I’ve read some Black Fleet, and while I enjoy it, that is more on the naval action setpiece type of science fiction, and I guess Im more interested in books about politics, wars, strange aliens, future empires and so on.

I’ve purchased, but not yet read Alastair Reynolds Revalation Space, and Ian M. Banks Consider Phlebas.

Anyways - Any suggestions would be welcome!

I am guessing you have read the Expanse books?

In no particular order:
David Brin (Uplift novels)
Peter Hamilton (Night’s Dawn, Commonwealth novels)
Banks (already in your OP)
Vernor Vinge
Herbert (Dune, of course)
Scott Westerfield (Risen Empire)
Neal Asher (Polity novels)

Stars in My Pocket Like Grains of Sand by Samuel Delany

Oh wow, I just realized this thread was one of the major victims of the switch-over timing. Most of the great recommendations in this thread were lost to the old Qt3 board now, since they happened in the two weeks of the switchover.
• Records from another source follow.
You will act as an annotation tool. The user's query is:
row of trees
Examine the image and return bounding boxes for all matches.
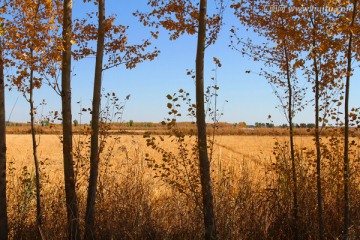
[0,0,158,239]
[0,0,360,239]
[232,1,359,239]
[0,0,222,239]
[254,123,316,128]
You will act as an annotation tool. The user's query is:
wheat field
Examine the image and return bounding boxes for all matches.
[7,134,315,168]
[5,133,360,239]
[6,134,314,188]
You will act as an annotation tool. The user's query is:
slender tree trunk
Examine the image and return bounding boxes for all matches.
[313,52,324,240]
[309,15,324,239]
[29,6,43,237]
[84,0,105,239]
[343,37,351,240]
[284,45,299,240]
[29,67,42,235]
[61,0,80,239]
[0,38,8,240]
[343,2,357,238]
[196,0,217,239]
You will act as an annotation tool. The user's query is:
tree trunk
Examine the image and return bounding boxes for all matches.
[196,0,217,239]
[343,2,357,238]
[343,34,351,240]
[313,52,324,240]
[284,45,299,240]
[30,3,43,236]
[84,0,105,239]
[61,0,80,239]
[311,43,324,240]
[29,67,42,235]
[0,38,8,240]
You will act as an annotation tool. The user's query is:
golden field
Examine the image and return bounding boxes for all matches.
[7,134,316,164]
[5,133,360,239]
[6,134,315,184]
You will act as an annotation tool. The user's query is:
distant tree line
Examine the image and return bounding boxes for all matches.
[239,122,317,128]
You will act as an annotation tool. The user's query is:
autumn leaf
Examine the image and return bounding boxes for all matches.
[213,57,222,67]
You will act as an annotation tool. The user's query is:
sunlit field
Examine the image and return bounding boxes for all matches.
[7,134,315,186]
[6,132,360,239]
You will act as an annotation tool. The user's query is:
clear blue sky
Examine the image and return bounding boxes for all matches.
[4,1,360,126]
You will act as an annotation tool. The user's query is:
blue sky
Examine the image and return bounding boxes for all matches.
[4,1,360,126]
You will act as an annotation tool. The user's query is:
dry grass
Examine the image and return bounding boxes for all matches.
[5,133,360,239]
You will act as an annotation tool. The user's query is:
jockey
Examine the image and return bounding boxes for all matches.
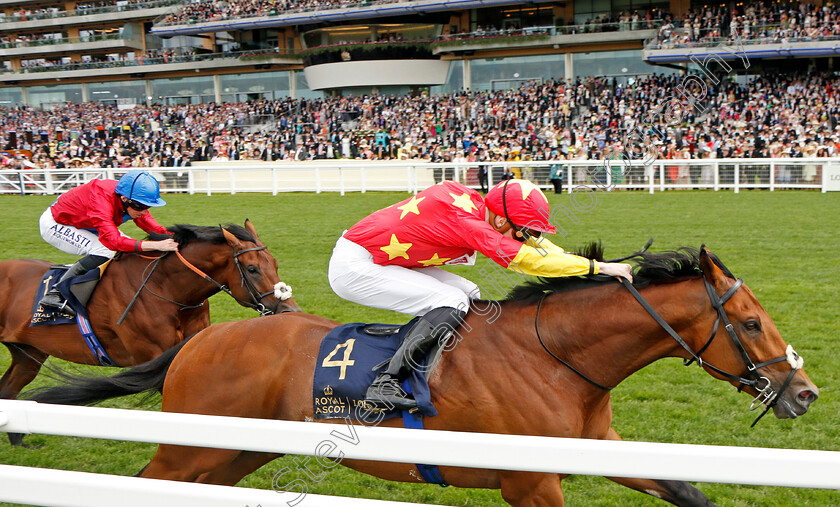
[38,170,179,316]
[328,179,633,410]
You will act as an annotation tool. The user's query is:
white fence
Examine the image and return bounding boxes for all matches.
[1,158,839,196]
[0,399,838,507]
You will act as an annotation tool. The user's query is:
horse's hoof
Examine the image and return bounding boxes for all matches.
[8,432,41,448]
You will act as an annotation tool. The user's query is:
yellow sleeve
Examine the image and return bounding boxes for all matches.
[510,237,599,277]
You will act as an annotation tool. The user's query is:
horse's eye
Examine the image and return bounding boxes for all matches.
[247,266,259,274]
[744,320,761,332]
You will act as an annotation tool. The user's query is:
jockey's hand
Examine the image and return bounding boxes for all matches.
[145,238,179,252]
[597,261,633,282]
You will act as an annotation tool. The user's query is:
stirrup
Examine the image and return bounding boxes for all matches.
[41,297,75,317]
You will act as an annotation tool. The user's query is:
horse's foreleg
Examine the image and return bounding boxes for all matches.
[603,428,716,507]
[0,343,48,447]
[499,471,567,507]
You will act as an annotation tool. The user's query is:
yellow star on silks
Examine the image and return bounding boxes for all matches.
[449,192,477,213]
[507,179,548,201]
[380,234,412,261]
[396,196,425,219]
[417,253,451,267]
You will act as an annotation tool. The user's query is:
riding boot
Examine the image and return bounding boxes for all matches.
[365,306,467,410]
[39,255,109,316]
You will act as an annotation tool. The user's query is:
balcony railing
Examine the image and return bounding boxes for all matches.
[0,33,122,50]
[5,49,296,74]
[438,19,665,43]
[0,0,180,24]
[298,40,433,66]
[646,24,840,50]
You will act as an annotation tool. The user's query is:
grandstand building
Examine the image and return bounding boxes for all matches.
[0,0,683,107]
[0,0,835,108]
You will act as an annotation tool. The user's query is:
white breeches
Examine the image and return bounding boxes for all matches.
[328,236,480,316]
[39,208,123,258]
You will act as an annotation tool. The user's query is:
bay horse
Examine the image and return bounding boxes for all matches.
[30,246,818,506]
[1,219,300,445]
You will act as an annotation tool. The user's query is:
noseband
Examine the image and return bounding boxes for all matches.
[534,276,803,427]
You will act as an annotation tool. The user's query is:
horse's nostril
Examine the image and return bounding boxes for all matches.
[799,390,817,403]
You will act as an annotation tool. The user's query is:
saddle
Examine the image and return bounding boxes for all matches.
[312,321,441,422]
[30,260,110,326]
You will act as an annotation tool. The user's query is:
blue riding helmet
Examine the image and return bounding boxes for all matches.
[115,170,166,207]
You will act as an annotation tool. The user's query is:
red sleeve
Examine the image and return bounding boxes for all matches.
[86,188,140,252]
[133,213,169,236]
[455,216,522,268]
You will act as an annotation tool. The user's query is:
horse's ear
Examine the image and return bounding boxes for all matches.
[699,245,726,290]
[221,226,244,250]
[243,219,264,246]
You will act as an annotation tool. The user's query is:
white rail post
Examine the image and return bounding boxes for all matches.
[659,162,665,192]
[339,166,345,197]
[205,168,211,196]
[770,161,775,192]
[316,167,322,194]
[714,161,720,191]
[271,167,278,196]
[45,170,55,195]
[229,168,236,195]
[566,164,572,194]
[647,162,654,194]
[734,164,740,194]
[361,166,366,194]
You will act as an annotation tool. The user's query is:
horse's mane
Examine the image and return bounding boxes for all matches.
[503,242,734,303]
[147,224,255,248]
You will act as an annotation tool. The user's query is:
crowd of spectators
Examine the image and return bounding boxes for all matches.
[655,1,840,48]
[159,0,365,25]
[2,71,840,171]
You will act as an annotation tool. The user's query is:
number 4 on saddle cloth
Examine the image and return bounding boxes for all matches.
[29,262,115,366]
[313,319,439,422]
[313,320,449,486]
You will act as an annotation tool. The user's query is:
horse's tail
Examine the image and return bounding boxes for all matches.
[28,338,190,406]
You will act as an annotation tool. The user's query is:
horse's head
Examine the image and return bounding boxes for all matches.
[696,246,818,421]
[219,219,301,315]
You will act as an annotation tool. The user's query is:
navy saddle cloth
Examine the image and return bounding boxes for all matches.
[313,319,437,423]
[30,265,100,326]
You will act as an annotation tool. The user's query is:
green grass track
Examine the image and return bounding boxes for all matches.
[0,190,838,506]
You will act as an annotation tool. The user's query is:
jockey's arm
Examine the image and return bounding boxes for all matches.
[508,237,633,281]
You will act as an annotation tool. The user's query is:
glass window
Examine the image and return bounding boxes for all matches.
[150,76,215,104]
[294,70,325,100]
[88,80,147,106]
[0,87,23,107]
[430,60,463,96]
[28,84,83,108]
[220,71,290,102]
[470,55,563,92]
[572,49,677,79]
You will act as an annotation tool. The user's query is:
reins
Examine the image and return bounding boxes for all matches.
[117,241,278,325]
[535,293,613,390]
[534,267,802,426]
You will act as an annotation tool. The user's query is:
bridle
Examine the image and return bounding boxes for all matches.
[535,272,804,427]
[194,244,281,316]
[118,241,290,325]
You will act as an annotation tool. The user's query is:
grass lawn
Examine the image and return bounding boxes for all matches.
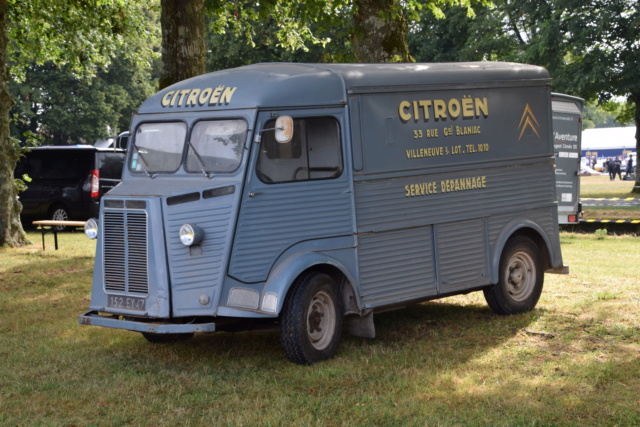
[1,232,639,425]
[580,175,640,220]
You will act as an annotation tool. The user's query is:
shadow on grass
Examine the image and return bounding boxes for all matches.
[85,298,541,373]
[7,267,640,426]
[2,254,539,371]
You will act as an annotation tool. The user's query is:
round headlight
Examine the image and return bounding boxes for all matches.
[84,218,99,240]
[179,223,205,246]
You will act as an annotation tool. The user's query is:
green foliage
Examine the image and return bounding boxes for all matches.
[594,228,607,240]
[409,1,639,102]
[205,0,351,55]
[616,100,637,125]
[582,101,634,129]
[7,0,159,81]
[204,1,355,70]
[10,55,158,145]
[204,0,490,65]
[11,134,33,192]
[409,4,514,62]
[8,3,160,145]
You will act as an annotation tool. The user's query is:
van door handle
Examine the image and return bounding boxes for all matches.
[249,191,262,198]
Well, this is the thread (on the old board) that I found out that Vernor Vinge had recently written a sequel to Fire Upon the Deep, one of my favorite science fiction books of all time that I read back in the early to mid-90s. I’ve introduced the book to a couple of my friends, and my family. But I even re-read it once around 2000. But it’s been about 16 years, and I’m pretty fuzzy on what happened in the book.

So now that I’m done reading all the Game of Throne books beginning to end, I was thinking of starting over Fire Upon the Deep before I read the new sequel. I also read Deepness in the Sky back when it came out. Should I be re-reading that too before I read the new one? I don’t remember what happened in that one at all, and when I read it, I didn’t understand why there was supposed to be a connection between that one and Fire Upon the Deep.

Children of the Sky is a direct sequel to Fire Upon the Deep. Deepness in the Sky is a “same universe” novel that has almost no direct connection to Fire Upon the Deep. Reading it prior to reading Children of the Sky is really not necessary. There is a connection involving a shared character but that connection is really just an Oh Wow! moment and not really important to the other two books. Now rereading Fire would definitely be beneficial to getting into Children.

I just wanted to add all that aside, Deepness in the Sky was a fantastic read and I enjoyed it very much.

I love Vinge with a passion, but Children of the Sky is a bit of a let-down. It was more-or-less a direct sequel to Fire, but it didn’t manage to deliver too much of the cool galaxy-spanning awesome of the first book, preferring to explore the Tines in more detail.

Deepness in the Sky was spectacular though… a great book. It is also more focused and less galaxy-spanning than Fire Upon the Deep (actually far less galaxy-spanning than Children), but the characters are better, the tech at the center of the story is more interesting, and the plotting is a bit tighter.

Whole-heartedly agreed on all counts.

I think that if the order in which the books came out had been Fire, Children, Deepness, the series would have justly been recognized as an all-time great. It’s funny/sad that the release of Children actually reduces the overall quality.